The greatest English poet this century was Kipling, not merely because of the power and fecundity of his verse, but because he uniquely understood raw emotions and popular feelings. He could put to rhyme the power of the heart and the pulse of identity, and he is worth consulting even when the heart and the identity he defends are not ours.
One of the greatest poems from his pen is Ulster 1912, and its very greatness shines through the deplorable intolerance which animates it; for although Kipling loved Irishness and Irishmen, especially Irish soldiers of the Crown, he could not bear Irish nationalism, even when represented by the compliant and benign form of John Redmond. But his identification with Ulster loyalism in 1912 is useful to us today, not merely in what it tells us about that form of identity then, but also what it tells us about militantly defensive identity anywhere.
Intolerance
"The dark eleventh hour/ Draws on and sees us sold/ To every evil power/ We fought against of old./ Rebellion, rapine, hate,/ Oppression, wrong and greed/ Are loosed to rule our fate,/ By England's act and deed."

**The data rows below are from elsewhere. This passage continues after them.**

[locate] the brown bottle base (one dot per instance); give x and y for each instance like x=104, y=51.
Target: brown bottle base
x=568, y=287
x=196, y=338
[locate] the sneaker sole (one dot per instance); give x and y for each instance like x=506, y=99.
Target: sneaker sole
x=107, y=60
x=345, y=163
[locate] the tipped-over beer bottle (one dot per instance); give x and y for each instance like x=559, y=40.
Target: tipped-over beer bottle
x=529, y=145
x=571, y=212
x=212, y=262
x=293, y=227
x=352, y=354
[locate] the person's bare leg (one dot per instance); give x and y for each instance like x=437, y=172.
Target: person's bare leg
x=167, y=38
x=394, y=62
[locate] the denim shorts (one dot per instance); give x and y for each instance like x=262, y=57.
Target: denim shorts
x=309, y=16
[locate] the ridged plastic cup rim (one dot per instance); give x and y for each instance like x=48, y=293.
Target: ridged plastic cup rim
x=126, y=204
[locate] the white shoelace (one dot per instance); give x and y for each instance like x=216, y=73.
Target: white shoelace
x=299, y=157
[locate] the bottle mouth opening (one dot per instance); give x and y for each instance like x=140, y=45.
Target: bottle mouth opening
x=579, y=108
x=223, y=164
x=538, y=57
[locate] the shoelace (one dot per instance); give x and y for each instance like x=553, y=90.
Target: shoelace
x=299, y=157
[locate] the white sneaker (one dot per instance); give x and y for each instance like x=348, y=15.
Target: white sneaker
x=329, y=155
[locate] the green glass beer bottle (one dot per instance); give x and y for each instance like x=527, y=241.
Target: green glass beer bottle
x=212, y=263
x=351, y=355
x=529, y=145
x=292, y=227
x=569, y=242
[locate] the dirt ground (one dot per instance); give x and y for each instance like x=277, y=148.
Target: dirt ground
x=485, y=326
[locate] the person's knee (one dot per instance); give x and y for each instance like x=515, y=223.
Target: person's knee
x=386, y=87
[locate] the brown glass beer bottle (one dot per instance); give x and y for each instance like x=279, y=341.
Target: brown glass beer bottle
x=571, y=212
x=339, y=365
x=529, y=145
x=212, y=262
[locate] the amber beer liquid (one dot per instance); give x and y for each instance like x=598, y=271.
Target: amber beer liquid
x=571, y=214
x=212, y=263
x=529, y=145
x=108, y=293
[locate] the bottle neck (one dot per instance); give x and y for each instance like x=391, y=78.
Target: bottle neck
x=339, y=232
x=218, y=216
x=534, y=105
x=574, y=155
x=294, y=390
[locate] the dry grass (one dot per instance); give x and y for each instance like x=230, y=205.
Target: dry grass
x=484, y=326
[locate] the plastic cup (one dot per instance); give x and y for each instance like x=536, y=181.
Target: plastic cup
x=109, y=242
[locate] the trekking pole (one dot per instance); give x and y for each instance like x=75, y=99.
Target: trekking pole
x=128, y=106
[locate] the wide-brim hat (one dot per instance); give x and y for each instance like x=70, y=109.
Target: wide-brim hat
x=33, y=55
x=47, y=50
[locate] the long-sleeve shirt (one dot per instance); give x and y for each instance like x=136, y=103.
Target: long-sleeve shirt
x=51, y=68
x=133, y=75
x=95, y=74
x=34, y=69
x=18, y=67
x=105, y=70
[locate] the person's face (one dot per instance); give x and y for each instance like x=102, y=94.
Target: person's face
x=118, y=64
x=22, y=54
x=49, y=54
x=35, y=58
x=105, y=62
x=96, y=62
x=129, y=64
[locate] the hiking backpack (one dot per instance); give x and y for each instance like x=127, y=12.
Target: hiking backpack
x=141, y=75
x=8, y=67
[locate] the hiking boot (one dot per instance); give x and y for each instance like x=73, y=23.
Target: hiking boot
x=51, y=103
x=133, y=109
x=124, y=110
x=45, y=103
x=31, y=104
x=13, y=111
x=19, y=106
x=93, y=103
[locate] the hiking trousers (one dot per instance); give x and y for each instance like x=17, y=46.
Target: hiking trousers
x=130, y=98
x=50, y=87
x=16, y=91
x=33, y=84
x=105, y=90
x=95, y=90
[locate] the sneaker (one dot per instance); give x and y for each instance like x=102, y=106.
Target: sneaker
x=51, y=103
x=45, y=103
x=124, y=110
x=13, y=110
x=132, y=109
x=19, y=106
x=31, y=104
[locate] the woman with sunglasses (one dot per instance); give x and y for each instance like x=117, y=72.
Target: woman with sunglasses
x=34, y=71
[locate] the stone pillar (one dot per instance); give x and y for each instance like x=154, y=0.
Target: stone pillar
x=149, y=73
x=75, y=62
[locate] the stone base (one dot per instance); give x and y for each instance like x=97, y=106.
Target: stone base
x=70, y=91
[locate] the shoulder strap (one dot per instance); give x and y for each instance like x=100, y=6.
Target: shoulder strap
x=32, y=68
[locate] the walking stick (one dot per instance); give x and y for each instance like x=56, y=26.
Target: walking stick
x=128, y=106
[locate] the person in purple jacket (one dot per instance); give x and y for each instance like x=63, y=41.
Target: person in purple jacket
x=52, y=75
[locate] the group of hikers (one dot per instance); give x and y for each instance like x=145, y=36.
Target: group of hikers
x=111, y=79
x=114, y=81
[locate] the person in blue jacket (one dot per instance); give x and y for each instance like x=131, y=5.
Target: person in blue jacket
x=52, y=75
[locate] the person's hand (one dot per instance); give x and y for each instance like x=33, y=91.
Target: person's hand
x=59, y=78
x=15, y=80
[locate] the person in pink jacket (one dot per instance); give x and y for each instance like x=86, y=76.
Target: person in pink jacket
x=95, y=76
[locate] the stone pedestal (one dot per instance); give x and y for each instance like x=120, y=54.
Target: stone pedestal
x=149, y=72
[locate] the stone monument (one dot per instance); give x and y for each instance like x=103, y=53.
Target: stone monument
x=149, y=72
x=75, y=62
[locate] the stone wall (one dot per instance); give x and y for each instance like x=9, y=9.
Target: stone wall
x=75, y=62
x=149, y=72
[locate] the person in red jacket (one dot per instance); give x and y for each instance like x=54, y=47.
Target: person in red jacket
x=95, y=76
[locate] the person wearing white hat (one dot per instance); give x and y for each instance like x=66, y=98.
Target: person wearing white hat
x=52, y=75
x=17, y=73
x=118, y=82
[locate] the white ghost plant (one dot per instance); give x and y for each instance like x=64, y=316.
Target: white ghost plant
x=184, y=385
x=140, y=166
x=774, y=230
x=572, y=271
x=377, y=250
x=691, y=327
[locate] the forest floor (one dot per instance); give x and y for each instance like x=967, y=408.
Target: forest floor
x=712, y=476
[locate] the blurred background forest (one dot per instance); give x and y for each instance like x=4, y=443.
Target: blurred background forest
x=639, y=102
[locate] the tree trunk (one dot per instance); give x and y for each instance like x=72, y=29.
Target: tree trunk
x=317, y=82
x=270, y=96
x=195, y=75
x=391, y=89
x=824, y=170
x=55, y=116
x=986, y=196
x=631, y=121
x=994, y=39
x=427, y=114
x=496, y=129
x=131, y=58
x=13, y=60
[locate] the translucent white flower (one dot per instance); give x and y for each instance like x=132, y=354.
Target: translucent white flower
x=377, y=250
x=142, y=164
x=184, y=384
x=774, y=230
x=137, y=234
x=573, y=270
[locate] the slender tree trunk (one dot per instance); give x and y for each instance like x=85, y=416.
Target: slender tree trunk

If that verse were not entitled Ulster 1912, might it not also be entitled Ireland 1916, or Ireland 1921? And what we may term intolerance in one political culture, might we also not call forthright, laudable, heroic, principled, unyielding in another? It is so easy to slip into the language of abuse of that which you do not like or, more to the point, do not understand. I should know, for I have done it too often myself.
So it is not difficult today to reach for the kind of language which Kipling used to denounce those who are already motivated by Kiplingesque emotions: "The terror threats and dread,/ In market, hearth and field -/ We know, when all is said,/ We perish if we yield."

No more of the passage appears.